これは不安障害のひとつでもあります。先にも述べた強迫観念(自身ではコントロールできないとされる不安な考え)と強迫行為(強迫観念を頭から取り除こうとするために行う無駄な行為)が組み合わさって起きるのが強迫性障害です。症状というのは、ひとつではないのですが、よくみられる行為(症状)というのは、以下のようなものです。

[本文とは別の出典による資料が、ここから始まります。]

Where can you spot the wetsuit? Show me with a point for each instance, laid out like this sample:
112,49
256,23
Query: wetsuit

- 強くゴシゴシ洗っても手が汚れていると感じ、手を何度も洗ってしまう
- ガスの元栓の閉め忘れや戸締り等が気になり、何度も家に帰って確かめる
- 誰かに危害を加えたのではないかという思いが強まり、通って来た道を何回も戻る
- 常に決まった手順で物事を進めないと怖いことが起きると不安になり、いつも同じルーティンにこだわっている
など
原因について
発症の原因ですが、現時点ではっきり特定されてはいません。ただ脳内の神経伝達物質(セロトン)の働きの異常、トラウマやストレス等による環境要因などが考えられるほか、遺伝的要因なども挙げられています。
発症の有無を調べるための検査というのは、とくにありません。患者さんにみられている症状などから医師が診断をつけるようになります。
治療について
薬物療法と精神療法を併せて行うようになります。薬物療法では、抗うつ薬(SSRI)や抗不安薬(ベンゾジアゼピン系 等)が用いられます。一方の精神療法とは、認知行動療法になります。この場合、あえて不安(強迫観念や強迫行為)を引き起こしやすい環境の中に身を置くようにする曝露反応妨害法が行われます。その状況下にあることに慣れていくことで、症状を改善させていくといった内容になります。その不安を掻き立てられる環境づくりについては、患者さんと医師が話し合うなどして決めていきます。